Enquanto CSN e Usiminas sofrem com o aço chinês, a Gerdau se apoia em tarifas nos EUA e em sua tese de reciclagem para manter lucros e seguir investindo R$6 bilhões em 2025.

A siderurgia brasileira atravessa um momento crítico. Nos primeiros seis meses de 2025, o setor registrou paralisação de altos-fornos na CSN (Companhia Siderúrgica Nacional) e na Usiminas, bem como um ambiente de forte pressão competitiva. A concorrência “desigual” do aço importado da China pesa, segundo executivos.

A China, que responde por mais da metade da produção mundial de aço, tem inundado o mercado global. No Brasil, as importações de chapa e outros tipos de aço aumentaram expressivamente, chegando a crescer mais de 50% em 2024.

Esse aço chinês entra no mercado brasileiro com preços em média 20% a 30% menores que o aço nacional, corroendo margens e rentabilidade das gigantes locais.

Em meio a esse panorama, a Gerdau, companhia com mais de 124 anos, se destaca.

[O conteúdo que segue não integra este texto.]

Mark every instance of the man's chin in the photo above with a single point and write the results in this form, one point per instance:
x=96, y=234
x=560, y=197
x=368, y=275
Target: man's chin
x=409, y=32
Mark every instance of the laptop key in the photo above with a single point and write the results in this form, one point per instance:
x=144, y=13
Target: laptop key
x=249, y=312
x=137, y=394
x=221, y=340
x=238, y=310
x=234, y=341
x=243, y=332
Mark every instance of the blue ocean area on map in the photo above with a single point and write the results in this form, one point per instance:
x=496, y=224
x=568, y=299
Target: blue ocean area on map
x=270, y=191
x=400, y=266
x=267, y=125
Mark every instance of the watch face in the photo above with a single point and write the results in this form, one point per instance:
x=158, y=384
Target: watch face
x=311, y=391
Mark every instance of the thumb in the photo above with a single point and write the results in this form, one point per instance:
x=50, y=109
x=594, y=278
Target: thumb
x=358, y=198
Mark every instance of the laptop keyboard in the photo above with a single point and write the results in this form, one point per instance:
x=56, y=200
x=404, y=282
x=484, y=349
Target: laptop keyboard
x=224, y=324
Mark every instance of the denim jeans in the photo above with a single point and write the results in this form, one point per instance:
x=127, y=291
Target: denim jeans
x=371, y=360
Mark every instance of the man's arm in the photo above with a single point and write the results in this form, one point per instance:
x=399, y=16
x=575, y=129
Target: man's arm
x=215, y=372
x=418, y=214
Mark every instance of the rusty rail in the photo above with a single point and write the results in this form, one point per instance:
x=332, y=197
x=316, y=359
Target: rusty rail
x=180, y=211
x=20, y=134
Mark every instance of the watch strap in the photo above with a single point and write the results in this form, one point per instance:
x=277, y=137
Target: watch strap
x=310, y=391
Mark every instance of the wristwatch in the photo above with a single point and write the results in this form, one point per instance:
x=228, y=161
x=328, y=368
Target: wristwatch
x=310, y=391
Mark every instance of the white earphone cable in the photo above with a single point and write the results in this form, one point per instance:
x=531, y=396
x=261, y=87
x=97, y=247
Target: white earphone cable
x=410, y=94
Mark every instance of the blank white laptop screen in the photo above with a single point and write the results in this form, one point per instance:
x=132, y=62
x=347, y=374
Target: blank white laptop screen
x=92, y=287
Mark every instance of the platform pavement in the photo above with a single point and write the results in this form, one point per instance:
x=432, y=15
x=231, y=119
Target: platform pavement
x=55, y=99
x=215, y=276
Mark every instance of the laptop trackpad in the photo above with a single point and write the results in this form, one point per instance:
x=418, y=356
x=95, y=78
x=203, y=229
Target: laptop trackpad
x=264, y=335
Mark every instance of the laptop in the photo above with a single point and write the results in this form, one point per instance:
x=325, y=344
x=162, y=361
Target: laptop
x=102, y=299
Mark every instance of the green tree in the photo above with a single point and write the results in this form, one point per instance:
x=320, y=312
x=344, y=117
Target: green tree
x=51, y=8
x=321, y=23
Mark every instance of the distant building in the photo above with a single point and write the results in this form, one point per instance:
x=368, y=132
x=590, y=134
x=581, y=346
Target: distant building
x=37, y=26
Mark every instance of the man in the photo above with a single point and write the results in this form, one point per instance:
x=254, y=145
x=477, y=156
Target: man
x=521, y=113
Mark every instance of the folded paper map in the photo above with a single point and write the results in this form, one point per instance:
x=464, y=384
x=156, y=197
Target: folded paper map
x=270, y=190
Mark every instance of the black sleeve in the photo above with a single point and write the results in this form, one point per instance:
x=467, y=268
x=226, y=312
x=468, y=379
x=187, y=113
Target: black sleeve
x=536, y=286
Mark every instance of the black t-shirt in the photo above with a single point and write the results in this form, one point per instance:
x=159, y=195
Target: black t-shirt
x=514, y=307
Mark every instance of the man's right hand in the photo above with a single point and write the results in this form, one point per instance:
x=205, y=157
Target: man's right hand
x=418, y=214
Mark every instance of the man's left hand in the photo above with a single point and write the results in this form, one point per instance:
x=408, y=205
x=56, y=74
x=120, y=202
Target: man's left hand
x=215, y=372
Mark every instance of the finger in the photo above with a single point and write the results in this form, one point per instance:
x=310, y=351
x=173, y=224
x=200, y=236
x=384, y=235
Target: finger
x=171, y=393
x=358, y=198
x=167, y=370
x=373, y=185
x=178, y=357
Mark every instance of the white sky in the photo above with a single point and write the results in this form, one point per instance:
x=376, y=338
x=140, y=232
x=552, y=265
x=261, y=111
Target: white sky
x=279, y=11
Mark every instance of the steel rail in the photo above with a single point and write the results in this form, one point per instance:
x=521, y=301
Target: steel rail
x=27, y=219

Enquanto concorrentes debatem retração, a empresa aposta em duas frentes simultâneas: blindagem no mercado norte-americano (no qual as tarifas favorecem o produtor doméstico) e investimento no Brasil em seu diferencial: o “aço verde”.

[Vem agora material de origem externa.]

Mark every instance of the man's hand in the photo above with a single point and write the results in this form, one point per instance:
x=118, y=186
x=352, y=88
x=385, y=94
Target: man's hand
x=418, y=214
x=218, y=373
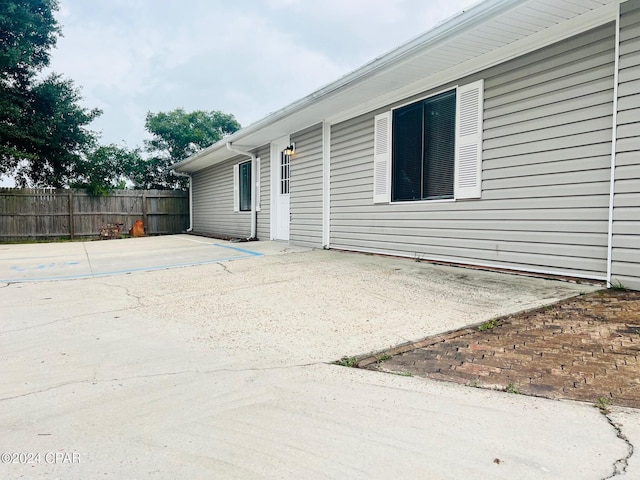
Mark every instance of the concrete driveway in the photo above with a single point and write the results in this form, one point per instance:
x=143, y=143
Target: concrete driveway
x=222, y=369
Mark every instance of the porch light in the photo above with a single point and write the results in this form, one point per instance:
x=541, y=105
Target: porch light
x=290, y=150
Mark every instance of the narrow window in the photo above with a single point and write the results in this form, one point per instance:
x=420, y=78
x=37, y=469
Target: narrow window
x=285, y=173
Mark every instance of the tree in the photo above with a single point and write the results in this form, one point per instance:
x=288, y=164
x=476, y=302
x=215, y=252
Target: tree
x=105, y=168
x=28, y=30
x=52, y=133
x=42, y=126
x=175, y=136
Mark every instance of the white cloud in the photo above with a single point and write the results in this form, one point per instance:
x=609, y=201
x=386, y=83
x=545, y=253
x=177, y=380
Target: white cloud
x=247, y=58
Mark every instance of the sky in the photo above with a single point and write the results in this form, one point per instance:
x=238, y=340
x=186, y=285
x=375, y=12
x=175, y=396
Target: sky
x=244, y=57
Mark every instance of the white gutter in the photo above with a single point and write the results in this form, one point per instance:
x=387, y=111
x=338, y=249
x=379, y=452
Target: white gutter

O “play” verde: a Gerdau como recicladora

A Gerdau não opera como siderúrgica convencional, inteiramente dependente de minério e carvão. A empresa se impõe como a maior recicladora da América Latina.

Segundo o Relatório Anual 2024 da empresa, cerca de 70% do aço produzido provém de sucata metálica, equivalente a aproximadamente 10 milhões de toneladas por ano.

Em termos de emissões, a intensidade dos Gases de Efeito Estufa está em 0,85 tCO₂e por tonelada de aço, praticamente metade da média global de 1,92 tCO₂/t. A empresa também definiu a meta de chegar a 0,82 tCO₂e/t até 2031 e alcançar a neutralidade de carbono até 2050.

O plano de investimentos para 2025 foi confirmado em cerca de R$ 6 bilhões, contemplando manutenção, competitividade e expansão, inclusive na América do Norte.

O dilema estratégico: o aço verde x o aço subsidiado

No Brasil, o “aço verde”, produzido majoritariamente a partir de sucata metálica e fornos elétricos, concorre com o “aço subsidiado” importado da China e sofre por isso.

A Gerdau, porém, reduziu sua dependência do Brasil. Em 2024, as operações da América do Norte responderam por 47,3% da receita do grupo, equivalente a cerca de R$ 31,9 bilhões. No 2º trimestre de 2025, a região norte-americana representou 61% do EBITDA da Gerdau.

Nos EUA, o ambiente favorece, com o protecionismo sobre o aço importado ajudando produtores locais. A tarifa efetiva sobre aço importado gira em torno de 25% a 50%, segundo fontes.

A sucessão e a alocação de capital

A 5ª geração da família fundadora (os Gerdau Johannpeter: André, Guilherme e Cláudio) fez uma transição discreta: deixaram funções executivas para concentrar-se no Conselho de Administração, enquanto a gestão executiva foi entregue a Gustavo Werneck, CEO desde 2018.

O CAPEX de R$ 6 bilhões previsto para 2025 visa manter as operações existentes e dar guias para o próximo ciclo de crescimento. A empresa informa ter aproximadamente 30% de capacidade ociosa nos EUA e esse espaço pode ser ativado com menor investimento e retorno mais rápido, dado o ambiente tarifário.

Werneck já indicou que a empresa está próxima de tomar a decisão de investir mais nos EUA do que no Brasil.

O aço entre o verde e o vermelho

A crise do aço brasileiro expõe um dilema que vai além da siderurgia. O país tenta competir em um tabuleiro global no qual a China dita os preços e os EUA impõem as barreiras. A Gerdau, com o modelo de reciclagem e investimento em baixo carbono, se equilibra entre os pólos “verde”, na estratégia, e “vermelho”, na concorrência.

Enquanto CSN e Usiminas lutam por espaço em um mercado distorcido, a Gerdau avança com uma lição prática: o futuro do aço brasileiro pode depender menos do minério e mais da inteligência com que se reaproveita o que já existe.